The $303 billion fund will sell about 12 percent of its $25.5 billion real estate holdings. It won’t include any residential properties and the fund is open to offering it as a package or breaking it up, spokesman Joe DeAnda said.

Calpers is looking to sell as U.S. commercial property prices are hovering near all-time highs, having risen 12 percent in May from a year earlier, according to the Green Street Commercial Property Price Index, which measures institutional-quality properties.

“There is a wall of capital looking to invest in high-quality real estate right now, and barring any macroeconomic surprises, it is tough to envision a material decline in property values,” said Mike Kirby, chairman and director of research at Green Street Advisors LLC, a Newport Beach, California-based property research company. “As yet, there is no sign that the recent increase in interest rates has had an adverse impact, and there is a good chance that it won’t.”

The pension fund will reinvest the money in other real estate assets and managers that are more in line with its current strategy, Paul Mouchakkaa, senior investment officer, said in a statement Tuesday.

New York-based Park Hill Group Inc. has been chosen to help with the sale. The size of the sale could vary based on conditions in the real-estate market and how much it can absorb, the fund said in the statement.

Fund Struggles

The sale comes as Calpers struggles with the increasing burden of benefits promised to more than 1.7 million government workers. It has about 77 percent of the money it needs to cover pensions for state and local employees. When investment returns fall short of its 7.5 percent target rate, taxpayers need to make up the difference.

Ted Eliopoulos, the fund’s chief investment officer, said June 16 that Calpers earned 3 percent in the 10 months ending April 30 and probably won’t meet its target rate for earnings this year. Last year, the fund decided to divest its entire $4 billion from hedge funds, citing their complexity and cost.
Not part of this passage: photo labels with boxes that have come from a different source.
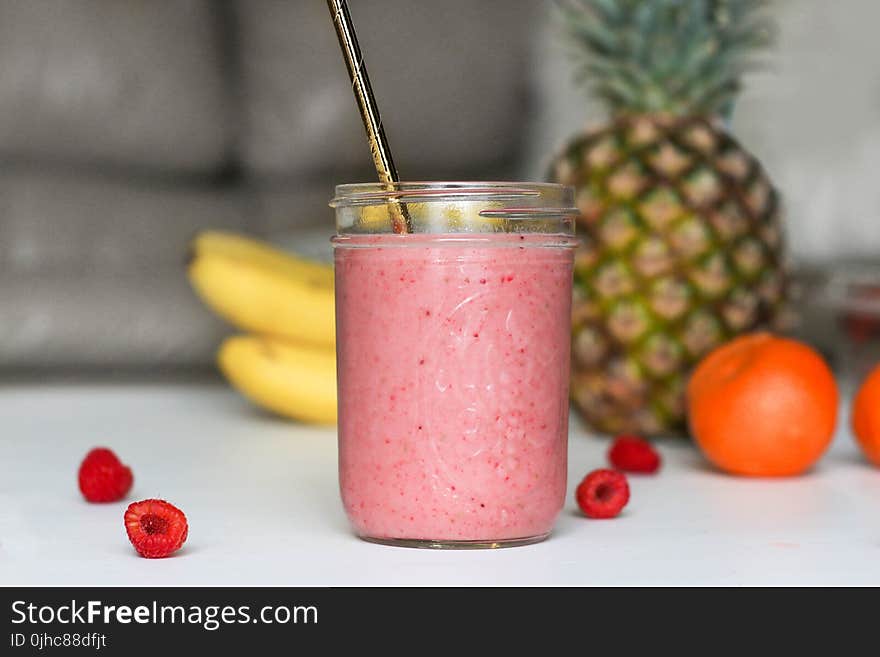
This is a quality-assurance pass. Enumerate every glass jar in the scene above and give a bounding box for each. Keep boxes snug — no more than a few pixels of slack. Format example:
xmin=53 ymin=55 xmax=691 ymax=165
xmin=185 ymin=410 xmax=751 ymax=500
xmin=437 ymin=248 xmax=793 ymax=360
xmin=331 ymin=182 xmax=577 ymax=548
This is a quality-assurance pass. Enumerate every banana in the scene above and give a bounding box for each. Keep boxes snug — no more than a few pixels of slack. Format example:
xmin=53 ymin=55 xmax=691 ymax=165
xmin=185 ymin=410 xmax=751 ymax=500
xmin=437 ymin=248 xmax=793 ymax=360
xmin=187 ymin=231 xmax=336 ymax=347
xmin=217 ymin=335 xmax=336 ymax=424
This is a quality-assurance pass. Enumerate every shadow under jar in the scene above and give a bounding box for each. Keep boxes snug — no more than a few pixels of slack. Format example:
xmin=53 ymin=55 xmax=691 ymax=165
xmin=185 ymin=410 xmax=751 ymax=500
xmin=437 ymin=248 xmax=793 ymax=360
xmin=331 ymin=182 xmax=577 ymax=548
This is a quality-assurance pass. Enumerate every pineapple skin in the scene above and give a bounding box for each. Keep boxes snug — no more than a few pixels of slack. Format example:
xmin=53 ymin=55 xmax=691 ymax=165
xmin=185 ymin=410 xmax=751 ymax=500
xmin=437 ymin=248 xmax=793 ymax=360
xmin=551 ymin=115 xmax=787 ymax=436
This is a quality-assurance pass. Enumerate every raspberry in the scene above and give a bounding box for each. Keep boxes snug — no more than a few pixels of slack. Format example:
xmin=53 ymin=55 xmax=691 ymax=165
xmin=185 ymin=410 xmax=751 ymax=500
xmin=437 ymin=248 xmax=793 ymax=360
xmin=575 ymin=468 xmax=629 ymax=518
xmin=608 ymin=436 xmax=660 ymax=474
xmin=125 ymin=500 xmax=189 ymax=559
xmin=78 ymin=447 xmax=134 ymax=502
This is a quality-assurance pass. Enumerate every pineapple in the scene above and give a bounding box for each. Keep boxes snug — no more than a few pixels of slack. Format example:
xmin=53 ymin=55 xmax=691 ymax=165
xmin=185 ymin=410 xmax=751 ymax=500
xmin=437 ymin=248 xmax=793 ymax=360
xmin=551 ymin=0 xmax=786 ymax=435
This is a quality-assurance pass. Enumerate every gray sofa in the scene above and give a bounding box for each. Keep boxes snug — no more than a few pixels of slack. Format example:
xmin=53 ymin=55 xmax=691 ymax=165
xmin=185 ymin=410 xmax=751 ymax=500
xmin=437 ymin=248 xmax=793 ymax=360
xmin=0 ymin=0 xmax=880 ymax=376
xmin=0 ymin=0 xmax=542 ymax=373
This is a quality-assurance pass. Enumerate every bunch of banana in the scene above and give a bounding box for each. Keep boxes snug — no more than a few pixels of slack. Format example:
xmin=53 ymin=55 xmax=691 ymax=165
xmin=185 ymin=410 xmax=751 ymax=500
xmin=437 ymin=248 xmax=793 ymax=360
xmin=187 ymin=231 xmax=336 ymax=424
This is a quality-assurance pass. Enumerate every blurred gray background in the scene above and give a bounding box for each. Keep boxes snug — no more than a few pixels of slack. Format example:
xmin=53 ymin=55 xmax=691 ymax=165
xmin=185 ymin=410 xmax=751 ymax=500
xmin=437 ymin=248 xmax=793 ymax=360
xmin=0 ymin=0 xmax=880 ymax=374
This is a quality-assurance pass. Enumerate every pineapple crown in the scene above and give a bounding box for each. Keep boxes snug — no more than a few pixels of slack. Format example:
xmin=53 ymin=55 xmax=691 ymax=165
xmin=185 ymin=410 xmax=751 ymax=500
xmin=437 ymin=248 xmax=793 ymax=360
xmin=557 ymin=0 xmax=774 ymax=116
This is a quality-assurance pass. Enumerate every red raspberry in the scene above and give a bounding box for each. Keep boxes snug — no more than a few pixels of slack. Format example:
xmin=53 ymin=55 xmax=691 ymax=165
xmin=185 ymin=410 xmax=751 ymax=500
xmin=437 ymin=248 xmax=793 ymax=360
xmin=608 ymin=436 xmax=660 ymax=474
xmin=78 ymin=447 xmax=134 ymax=502
xmin=575 ymin=468 xmax=629 ymax=518
xmin=125 ymin=500 xmax=189 ymax=559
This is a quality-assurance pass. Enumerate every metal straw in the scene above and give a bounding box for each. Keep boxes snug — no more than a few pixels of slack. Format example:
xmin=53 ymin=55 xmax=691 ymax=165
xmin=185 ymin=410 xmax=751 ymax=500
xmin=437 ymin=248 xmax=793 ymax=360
xmin=327 ymin=0 xmax=413 ymax=233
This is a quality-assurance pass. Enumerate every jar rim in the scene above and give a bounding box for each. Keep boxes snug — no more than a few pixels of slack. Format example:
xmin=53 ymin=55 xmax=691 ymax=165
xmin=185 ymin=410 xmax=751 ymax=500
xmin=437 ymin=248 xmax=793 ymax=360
xmin=329 ymin=180 xmax=578 ymax=208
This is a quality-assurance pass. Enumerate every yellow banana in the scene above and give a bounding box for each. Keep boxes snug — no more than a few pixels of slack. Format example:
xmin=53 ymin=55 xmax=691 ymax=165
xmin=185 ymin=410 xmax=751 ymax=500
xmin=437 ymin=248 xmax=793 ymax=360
xmin=187 ymin=231 xmax=335 ymax=347
xmin=217 ymin=335 xmax=336 ymax=424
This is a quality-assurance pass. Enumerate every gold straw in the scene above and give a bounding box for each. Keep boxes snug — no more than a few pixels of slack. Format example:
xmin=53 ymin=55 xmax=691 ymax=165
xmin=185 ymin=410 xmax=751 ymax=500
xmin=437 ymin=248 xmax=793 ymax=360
xmin=327 ymin=0 xmax=412 ymax=233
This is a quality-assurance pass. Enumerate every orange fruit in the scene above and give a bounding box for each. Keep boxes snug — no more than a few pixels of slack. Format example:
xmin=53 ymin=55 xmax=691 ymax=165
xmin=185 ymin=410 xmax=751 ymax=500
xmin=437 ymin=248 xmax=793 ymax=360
xmin=852 ymin=365 xmax=880 ymax=466
xmin=687 ymin=333 xmax=838 ymax=477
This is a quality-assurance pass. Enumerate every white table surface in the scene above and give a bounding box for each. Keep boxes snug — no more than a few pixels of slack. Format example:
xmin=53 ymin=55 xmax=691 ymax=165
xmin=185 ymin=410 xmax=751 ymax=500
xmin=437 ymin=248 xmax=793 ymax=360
xmin=0 ymin=384 xmax=880 ymax=586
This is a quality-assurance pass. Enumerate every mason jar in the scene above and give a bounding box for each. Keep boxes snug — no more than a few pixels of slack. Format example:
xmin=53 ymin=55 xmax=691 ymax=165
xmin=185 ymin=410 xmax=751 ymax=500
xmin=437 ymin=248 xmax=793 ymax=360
xmin=331 ymin=182 xmax=577 ymax=548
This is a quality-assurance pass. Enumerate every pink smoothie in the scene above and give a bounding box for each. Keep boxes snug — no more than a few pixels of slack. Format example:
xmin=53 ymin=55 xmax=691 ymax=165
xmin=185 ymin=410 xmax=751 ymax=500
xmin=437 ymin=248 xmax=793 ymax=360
xmin=336 ymin=234 xmax=572 ymax=541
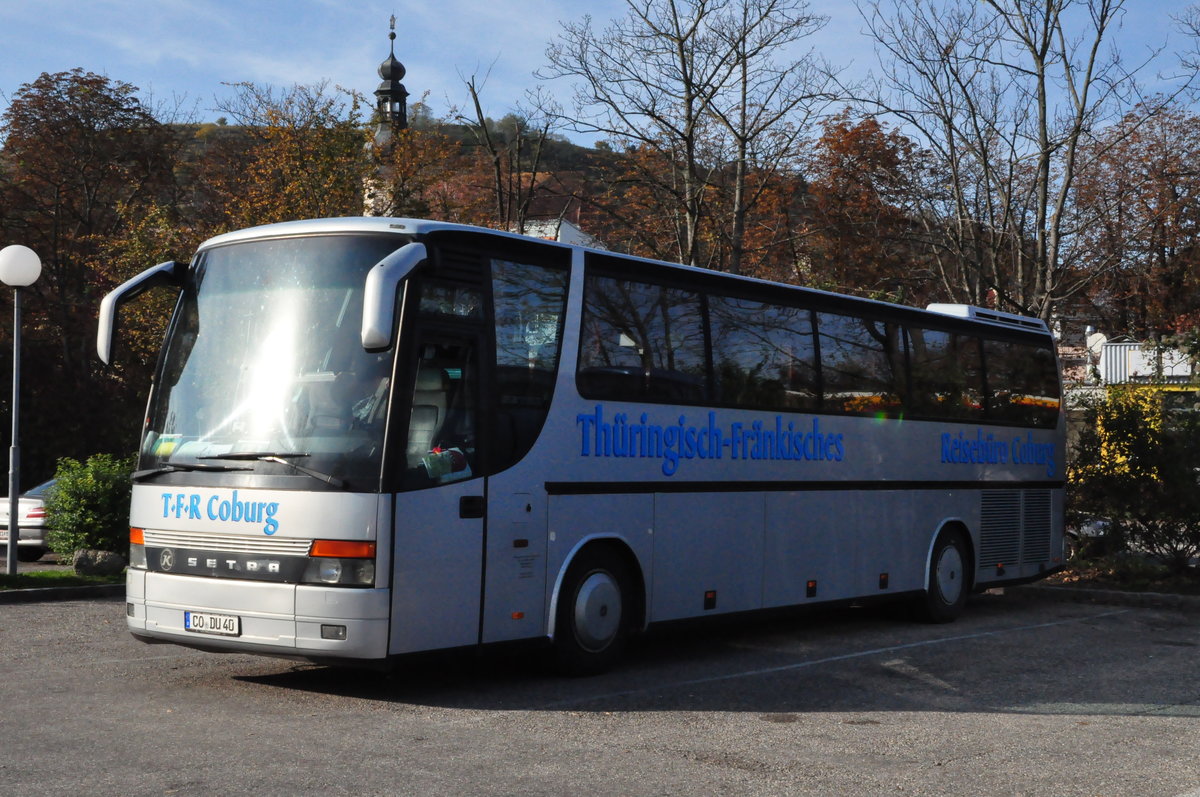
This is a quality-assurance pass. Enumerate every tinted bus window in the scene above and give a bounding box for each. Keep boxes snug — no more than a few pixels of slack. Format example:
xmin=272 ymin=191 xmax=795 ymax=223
xmin=817 ymin=313 xmax=907 ymax=413
xmin=984 ymin=341 xmax=1062 ymax=427
xmin=492 ymin=259 xmax=566 ymax=471
xmin=577 ymin=277 xmax=708 ymax=402
xmin=908 ymin=328 xmax=984 ymax=419
xmin=708 ymin=296 xmax=818 ymax=409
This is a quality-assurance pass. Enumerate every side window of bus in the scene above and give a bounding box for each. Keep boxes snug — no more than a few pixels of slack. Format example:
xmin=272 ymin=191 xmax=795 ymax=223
xmin=576 ymin=277 xmax=708 ymax=402
xmin=404 ymin=336 xmax=479 ymax=490
xmin=908 ymin=326 xmax=984 ymax=419
xmin=491 ymin=259 xmax=568 ymax=473
xmin=984 ymin=341 xmax=1062 ymax=427
xmin=708 ymin=296 xmax=818 ymax=409
xmin=817 ymin=313 xmax=907 ymax=413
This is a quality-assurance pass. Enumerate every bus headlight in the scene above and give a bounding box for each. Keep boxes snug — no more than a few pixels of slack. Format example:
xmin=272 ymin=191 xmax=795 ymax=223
xmin=301 ymin=540 xmax=374 ymax=587
xmin=130 ymin=527 xmax=146 ymax=570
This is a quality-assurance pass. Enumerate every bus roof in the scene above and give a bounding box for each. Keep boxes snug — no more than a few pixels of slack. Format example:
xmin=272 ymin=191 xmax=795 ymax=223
xmin=199 ymin=216 xmax=1050 ymax=335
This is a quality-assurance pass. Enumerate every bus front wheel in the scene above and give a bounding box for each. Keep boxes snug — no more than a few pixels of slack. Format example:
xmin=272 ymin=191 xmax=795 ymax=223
xmin=554 ymin=549 xmax=630 ymax=676
xmin=917 ymin=528 xmax=971 ymax=623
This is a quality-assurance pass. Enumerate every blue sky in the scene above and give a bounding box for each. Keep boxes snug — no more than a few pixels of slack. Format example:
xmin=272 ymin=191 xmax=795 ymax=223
xmin=0 ymin=0 xmax=1190 ymax=143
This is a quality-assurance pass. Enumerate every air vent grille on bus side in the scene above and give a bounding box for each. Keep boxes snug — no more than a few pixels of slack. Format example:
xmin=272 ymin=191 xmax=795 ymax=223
xmin=979 ymin=490 xmax=1021 ymax=568
xmin=979 ymin=490 xmax=1054 ymax=568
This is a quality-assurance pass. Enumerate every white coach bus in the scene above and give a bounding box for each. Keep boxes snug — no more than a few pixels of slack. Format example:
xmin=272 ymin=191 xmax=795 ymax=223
xmin=97 ymin=217 xmax=1064 ymax=672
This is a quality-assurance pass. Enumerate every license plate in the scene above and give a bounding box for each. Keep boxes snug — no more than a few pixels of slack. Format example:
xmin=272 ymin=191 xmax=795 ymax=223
xmin=184 ymin=612 xmax=241 ymax=636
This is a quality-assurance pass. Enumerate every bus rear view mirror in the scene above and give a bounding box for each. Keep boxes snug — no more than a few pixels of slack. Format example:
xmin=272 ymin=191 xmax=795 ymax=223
xmin=362 ymin=244 xmax=426 ymax=352
xmin=96 ymin=260 xmax=186 ymax=365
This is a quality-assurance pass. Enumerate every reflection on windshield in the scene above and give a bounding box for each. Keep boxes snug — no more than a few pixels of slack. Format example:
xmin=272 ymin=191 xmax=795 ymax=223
xmin=142 ymin=235 xmax=407 ymax=490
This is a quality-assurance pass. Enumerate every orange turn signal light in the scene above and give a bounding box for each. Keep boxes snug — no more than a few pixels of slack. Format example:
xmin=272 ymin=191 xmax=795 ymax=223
xmin=308 ymin=540 xmax=374 ymax=559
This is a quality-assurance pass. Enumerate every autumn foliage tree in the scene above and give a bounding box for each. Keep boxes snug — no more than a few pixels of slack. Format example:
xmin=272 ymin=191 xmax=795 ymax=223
xmin=202 ymin=82 xmax=372 ymax=229
xmin=1076 ymin=104 xmax=1200 ymax=341
xmin=0 ymin=68 xmax=178 ymax=479
xmin=802 ymin=110 xmax=940 ymax=302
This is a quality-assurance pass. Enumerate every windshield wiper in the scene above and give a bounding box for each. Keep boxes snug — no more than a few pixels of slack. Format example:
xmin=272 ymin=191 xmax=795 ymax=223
xmin=196 ymin=451 xmax=346 ymax=490
xmin=130 ymin=462 xmax=253 ymax=481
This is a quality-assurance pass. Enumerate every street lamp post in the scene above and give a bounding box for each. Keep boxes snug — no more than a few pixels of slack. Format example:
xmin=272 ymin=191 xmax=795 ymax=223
xmin=0 ymin=244 xmax=42 ymax=576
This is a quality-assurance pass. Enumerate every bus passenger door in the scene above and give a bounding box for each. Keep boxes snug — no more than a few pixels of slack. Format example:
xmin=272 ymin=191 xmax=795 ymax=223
xmin=389 ymin=330 xmax=486 ymax=654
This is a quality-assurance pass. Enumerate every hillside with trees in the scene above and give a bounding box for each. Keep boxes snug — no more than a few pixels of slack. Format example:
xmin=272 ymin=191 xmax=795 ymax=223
xmin=0 ymin=0 xmax=1200 ymax=484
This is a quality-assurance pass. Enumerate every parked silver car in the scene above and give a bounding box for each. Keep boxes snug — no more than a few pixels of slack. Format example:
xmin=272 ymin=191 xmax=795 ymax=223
xmin=0 ymin=479 xmax=55 ymax=562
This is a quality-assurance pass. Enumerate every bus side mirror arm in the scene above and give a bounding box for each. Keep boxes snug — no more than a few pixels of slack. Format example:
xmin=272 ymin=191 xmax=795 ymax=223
xmin=96 ymin=260 xmax=187 ymax=365
xmin=362 ymin=244 xmax=426 ymax=352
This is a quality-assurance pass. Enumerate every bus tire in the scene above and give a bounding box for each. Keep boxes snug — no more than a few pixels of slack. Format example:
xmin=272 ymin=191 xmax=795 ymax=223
xmin=917 ymin=528 xmax=971 ymax=623
xmin=554 ymin=547 xmax=632 ymax=676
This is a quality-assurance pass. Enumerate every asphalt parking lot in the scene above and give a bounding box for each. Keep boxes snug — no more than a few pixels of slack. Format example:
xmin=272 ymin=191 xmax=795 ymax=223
xmin=0 ymin=594 xmax=1200 ymax=797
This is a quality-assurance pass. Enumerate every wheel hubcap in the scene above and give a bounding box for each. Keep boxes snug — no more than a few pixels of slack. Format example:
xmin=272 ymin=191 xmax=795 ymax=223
xmin=935 ymin=545 xmax=962 ymax=604
xmin=575 ymin=570 xmax=622 ymax=651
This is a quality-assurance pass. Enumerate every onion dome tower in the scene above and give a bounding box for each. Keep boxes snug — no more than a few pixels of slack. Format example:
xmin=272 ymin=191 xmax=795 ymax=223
xmin=376 ymin=14 xmax=408 ymax=145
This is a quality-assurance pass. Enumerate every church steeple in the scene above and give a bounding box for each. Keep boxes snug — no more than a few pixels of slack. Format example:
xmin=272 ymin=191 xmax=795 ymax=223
xmin=376 ymin=14 xmax=408 ymax=144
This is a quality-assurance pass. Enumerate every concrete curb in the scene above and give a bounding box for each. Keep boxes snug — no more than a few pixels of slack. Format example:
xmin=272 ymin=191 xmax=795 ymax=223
xmin=0 ymin=583 xmax=125 ymax=605
xmin=0 ymin=583 xmax=1200 ymax=610
xmin=1007 ymin=585 xmax=1200 ymax=610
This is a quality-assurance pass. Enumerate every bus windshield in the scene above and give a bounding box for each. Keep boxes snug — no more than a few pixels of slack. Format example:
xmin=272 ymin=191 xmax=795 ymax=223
xmin=140 ymin=234 xmax=407 ymax=490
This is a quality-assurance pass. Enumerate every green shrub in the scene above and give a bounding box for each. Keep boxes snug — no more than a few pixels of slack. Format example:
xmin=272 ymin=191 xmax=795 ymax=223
xmin=46 ymin=454 xmax=134 ymax=558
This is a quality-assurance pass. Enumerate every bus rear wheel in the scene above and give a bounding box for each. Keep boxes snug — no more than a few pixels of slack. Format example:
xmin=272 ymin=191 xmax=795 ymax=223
xmin=917 ymin=528 xmax=971 ymax=623
xmin=554 ymin=549 xmax=631 ymax=676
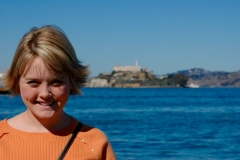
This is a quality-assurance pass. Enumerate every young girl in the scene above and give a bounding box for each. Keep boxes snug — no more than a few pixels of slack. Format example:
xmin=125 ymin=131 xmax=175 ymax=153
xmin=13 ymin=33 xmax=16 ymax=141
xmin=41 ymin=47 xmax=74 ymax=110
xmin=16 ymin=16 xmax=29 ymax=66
xmin=0 ymin=26 xmax=116 ymax=160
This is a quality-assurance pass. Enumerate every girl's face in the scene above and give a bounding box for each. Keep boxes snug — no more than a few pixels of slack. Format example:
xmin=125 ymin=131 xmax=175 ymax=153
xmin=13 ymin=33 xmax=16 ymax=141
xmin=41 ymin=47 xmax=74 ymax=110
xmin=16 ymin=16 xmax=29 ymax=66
xmin=19 ymin=58 xmax=71 ymax=119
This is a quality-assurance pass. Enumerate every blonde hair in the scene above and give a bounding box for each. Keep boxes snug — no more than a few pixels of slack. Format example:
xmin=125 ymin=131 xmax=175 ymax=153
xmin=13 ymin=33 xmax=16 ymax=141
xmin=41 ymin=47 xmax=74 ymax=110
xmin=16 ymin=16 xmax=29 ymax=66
xmin=2 ymin=26 xmax=89 ymax=95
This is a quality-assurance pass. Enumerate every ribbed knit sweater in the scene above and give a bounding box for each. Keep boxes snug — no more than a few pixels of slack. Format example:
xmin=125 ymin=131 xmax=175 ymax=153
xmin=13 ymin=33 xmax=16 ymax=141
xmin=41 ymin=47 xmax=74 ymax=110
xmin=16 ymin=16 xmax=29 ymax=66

Eliopoulos announced June 8 that he intends to reduce the number of outside managers the fund hires from about 200 to about 100 by 2020 as a way to lower how much in fees it pays to Wall Street.

Steady Yields

Calpers has about 8.4 percent of its money in real estate, below its 10 percent target.

Calpers began restructuring its real estate portfolio after suffering a 37 percent loss in 2010, when it wrote off speculative residential investments as property values slumped. As part of the overhaul, the fund has focused on core income investments such as rental apartments, industrial parks, offices and retail space.

Investors, including foreign wealth funds, have flocked to U.S. real estate for steady yields that exceed what they can earn on many bond investments. Prime office towers in major coastal markets and apartment properties buoyed by robust rental demand have been among the most popular real estate types.

Commercial real estate sales have jumped this year. Properties valued at $238.7 billion changed hands in the first half, up 23 percent from $193.8 billion a year earlier, according to Real Capital Analytics. Foreign investors accounted for 16.5 percent of the deals this year, up from 10.3 percent in the first half of last year, according to Real Capital.